The center ceased operations in October 2014, though has since resumed operations.

== History ==
Originally constructed in 1952, the site and building have been owned by many different companies. In 1995, the Sacramento Crushing Company, a construction and demolition debris recycling company occupied the site. Sacramento Crushing had exceeded the scope of its permit and the Chicago Department of Environment began an investigation. The 17 acre site was filled more than 600,000 cubic yards of waste that had been illegally dumped over three decades. This debris was piled 70 ft high and caused 15 ft compaction on some areas of the site. The Illinois EPA cited the company for illegal dumping and operation of a waste storage and treatment facility.

== Renovation ==

Renovation of the 32000 sqft. building cost a total of $5.4 million and lasted from 1999 to 2003, at which point it was opened to the public. Before the formal design process began, it was decided that the main goal of the renovation was going to be that the building had to pass the U.S. Green Building Council's LEED Platinum rating, which is the highest LEED rating a building can get. The goal to have the building be LEED Platinum certified was the determining factor in all building decisions, such as mechanical, electrical, and ventilation systems. All aspects of the building were optimized in order to reduce waste during the construction process, and energy waste during the operation of the building once it was completely renovated.
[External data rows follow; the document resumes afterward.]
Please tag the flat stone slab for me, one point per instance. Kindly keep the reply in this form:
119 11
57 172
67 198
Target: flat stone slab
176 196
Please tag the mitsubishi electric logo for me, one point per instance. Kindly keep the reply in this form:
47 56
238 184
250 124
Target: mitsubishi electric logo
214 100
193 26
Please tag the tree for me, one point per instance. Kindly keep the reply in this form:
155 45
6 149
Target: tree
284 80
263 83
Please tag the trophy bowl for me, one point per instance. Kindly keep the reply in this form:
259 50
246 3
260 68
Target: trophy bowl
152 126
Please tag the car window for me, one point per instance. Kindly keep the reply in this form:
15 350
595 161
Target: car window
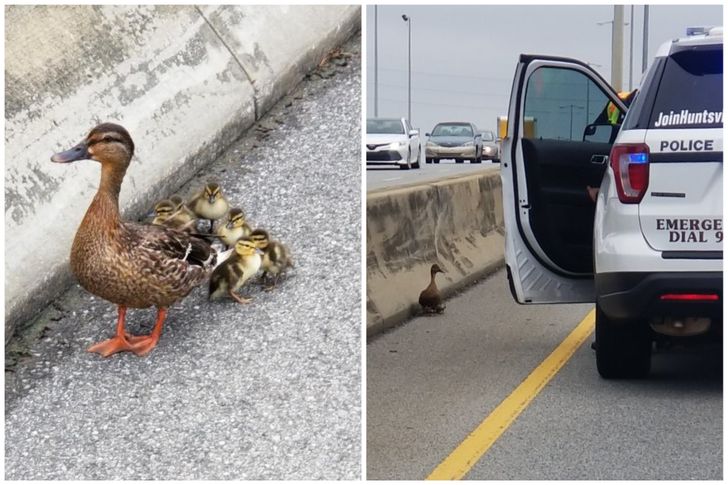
690 94
390 127
561 103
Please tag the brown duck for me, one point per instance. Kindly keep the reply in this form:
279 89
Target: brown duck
131 265
430 298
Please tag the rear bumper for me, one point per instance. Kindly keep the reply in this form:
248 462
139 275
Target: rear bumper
629 296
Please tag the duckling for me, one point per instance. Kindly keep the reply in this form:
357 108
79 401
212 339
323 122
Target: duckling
276 257
235 228
167 214
235 271
179 205
162 210
430 298
131 265
209 204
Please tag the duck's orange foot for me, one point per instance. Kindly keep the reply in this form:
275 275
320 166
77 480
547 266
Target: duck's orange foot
112 346
143 344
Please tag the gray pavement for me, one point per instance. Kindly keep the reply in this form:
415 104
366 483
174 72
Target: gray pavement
270 390
390 177
431 381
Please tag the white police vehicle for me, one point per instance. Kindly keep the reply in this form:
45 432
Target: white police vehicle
649 252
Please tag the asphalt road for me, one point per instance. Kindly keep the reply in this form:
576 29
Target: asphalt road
270 390
381 177
433 380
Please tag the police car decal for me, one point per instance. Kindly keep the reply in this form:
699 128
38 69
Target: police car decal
686 118
708 230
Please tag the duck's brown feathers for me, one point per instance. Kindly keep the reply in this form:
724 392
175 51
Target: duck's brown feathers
430 298
132 264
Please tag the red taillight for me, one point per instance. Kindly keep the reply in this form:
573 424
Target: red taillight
631 165
690 297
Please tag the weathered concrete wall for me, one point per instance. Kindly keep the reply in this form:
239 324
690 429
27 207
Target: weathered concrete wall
457 223
185 81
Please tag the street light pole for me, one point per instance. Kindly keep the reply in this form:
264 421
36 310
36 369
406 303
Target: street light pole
631 44
617 46
645 26
409 67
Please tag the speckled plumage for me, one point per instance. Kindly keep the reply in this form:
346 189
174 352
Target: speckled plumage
276 256
430 298
129 264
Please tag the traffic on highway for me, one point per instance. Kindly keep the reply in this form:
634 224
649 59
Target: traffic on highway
544 286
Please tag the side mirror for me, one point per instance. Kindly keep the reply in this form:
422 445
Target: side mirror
598 133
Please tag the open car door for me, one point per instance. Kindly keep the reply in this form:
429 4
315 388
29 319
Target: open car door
560 132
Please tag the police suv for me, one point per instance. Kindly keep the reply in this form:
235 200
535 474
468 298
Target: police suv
649 250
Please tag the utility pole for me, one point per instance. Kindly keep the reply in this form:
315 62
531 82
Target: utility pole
645 28
617 47
631 44
376 68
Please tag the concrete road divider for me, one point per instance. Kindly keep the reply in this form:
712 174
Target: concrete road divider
457 223
185 81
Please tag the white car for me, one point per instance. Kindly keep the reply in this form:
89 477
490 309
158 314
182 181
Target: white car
648 251
392 141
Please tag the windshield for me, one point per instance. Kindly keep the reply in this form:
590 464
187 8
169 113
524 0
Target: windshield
453 129
389 127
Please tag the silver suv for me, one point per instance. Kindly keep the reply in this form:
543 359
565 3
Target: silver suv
648 250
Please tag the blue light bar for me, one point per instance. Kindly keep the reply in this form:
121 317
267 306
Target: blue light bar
637 157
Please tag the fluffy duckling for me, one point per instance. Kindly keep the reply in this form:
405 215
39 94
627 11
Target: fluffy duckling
235 228
131 265
235 271
276 257
179 205
430 298
209 204
167 214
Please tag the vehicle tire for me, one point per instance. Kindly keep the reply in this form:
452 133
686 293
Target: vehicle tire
416 163
624 349
478 158
408 165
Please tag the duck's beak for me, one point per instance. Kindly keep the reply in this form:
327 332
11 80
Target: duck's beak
79 152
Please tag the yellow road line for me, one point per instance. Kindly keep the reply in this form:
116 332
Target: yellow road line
467 454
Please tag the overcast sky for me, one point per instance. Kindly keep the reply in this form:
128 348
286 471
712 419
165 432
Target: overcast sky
464 57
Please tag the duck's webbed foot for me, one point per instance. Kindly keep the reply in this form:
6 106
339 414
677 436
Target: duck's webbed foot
119 343
240 299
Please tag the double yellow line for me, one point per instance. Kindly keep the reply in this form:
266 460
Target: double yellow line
467 454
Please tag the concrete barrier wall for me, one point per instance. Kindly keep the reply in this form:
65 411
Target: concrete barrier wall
185 81
457 223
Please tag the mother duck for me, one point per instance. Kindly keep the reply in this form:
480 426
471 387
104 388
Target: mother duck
131 265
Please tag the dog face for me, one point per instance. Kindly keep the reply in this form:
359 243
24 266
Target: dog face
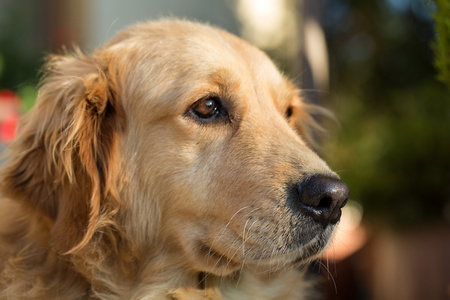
195 143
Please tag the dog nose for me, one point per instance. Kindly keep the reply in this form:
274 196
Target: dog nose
322 198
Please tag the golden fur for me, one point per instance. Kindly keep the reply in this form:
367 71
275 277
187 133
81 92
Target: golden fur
114 189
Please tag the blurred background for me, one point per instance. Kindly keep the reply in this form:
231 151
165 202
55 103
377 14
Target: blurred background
369 61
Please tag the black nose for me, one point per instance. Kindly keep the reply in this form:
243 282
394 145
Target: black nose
322 198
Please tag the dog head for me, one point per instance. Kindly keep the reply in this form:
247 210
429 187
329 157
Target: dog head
181 136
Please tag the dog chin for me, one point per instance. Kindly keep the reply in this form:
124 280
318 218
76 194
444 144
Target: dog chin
207 259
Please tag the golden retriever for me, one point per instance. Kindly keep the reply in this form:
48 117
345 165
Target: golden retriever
172 163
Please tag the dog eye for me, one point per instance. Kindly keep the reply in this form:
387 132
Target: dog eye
207 108
289 112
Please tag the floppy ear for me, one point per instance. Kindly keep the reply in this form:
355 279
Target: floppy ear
62 160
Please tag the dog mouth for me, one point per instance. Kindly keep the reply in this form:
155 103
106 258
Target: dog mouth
281 252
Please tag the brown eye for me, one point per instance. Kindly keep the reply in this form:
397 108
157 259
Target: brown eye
289 112
207 108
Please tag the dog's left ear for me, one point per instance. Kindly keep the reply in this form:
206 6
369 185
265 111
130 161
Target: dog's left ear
63 158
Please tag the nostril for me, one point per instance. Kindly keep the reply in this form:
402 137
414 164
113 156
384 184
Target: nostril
324 203
322 198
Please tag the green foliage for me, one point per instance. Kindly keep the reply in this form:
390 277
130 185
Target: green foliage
441 44
394 143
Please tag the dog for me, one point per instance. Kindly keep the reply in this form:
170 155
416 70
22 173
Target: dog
174 162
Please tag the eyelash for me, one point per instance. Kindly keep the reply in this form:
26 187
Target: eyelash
208 109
== Sustainable features ==
The Chicago Center for Green Technology uses about 40% less energy than a building of the same size due to the multiple ways it gathers and conserves its energy. Solar panels on the roof, on awnings around the building, and an array of solar panels in a lot behind the building provide 20% of the building's energy. Passive heating is provided by large double-paned and insulated glass windows that also provide large amounts of light. Another source of heat or air-conditioning, depending on what season it is, comes from 28 vertical wells beneath the building that go to a depth of 200 feet, at which point the temperature is relatively constant. Water is pumped down the wells and then extracted, which helps cool the building in the summer and heat it in the winter. A smart lighting system throughout the building detects the amount of natural light and adjusts the amount of light provided by electricity. Scrap cork flooring and recycled glass bathroom tiles make up part of the building materials, which come from more than 40% recycled material. The Center for Green Technology has a green roof, which consists of 3 in of soil and plant matter. The green roof helps to absorb rainwater and insulate the building. Rainwater is released from downspouts into the soil, as opposed to the public sewer system, in order to reduce the amount of run-off contaminants in the sewers. The landscaping around the building is irrigated with rain water that is stored in cisterns, which helps reduce the amount of treated water from the city.

== Community involvement ==
A few of Chicago's most environmentally friendly businesses operate out of the Chicago Center for Green Technology. Chicago Department of Environment's Greencorps Chicago Program is located at CCGT. "Greencorps Chicago is the City of Chicago's paid green-industry job training program focused on horticulture, landscaping, ecological restoration, and tree care. Training takes place in the classroom and on field projects."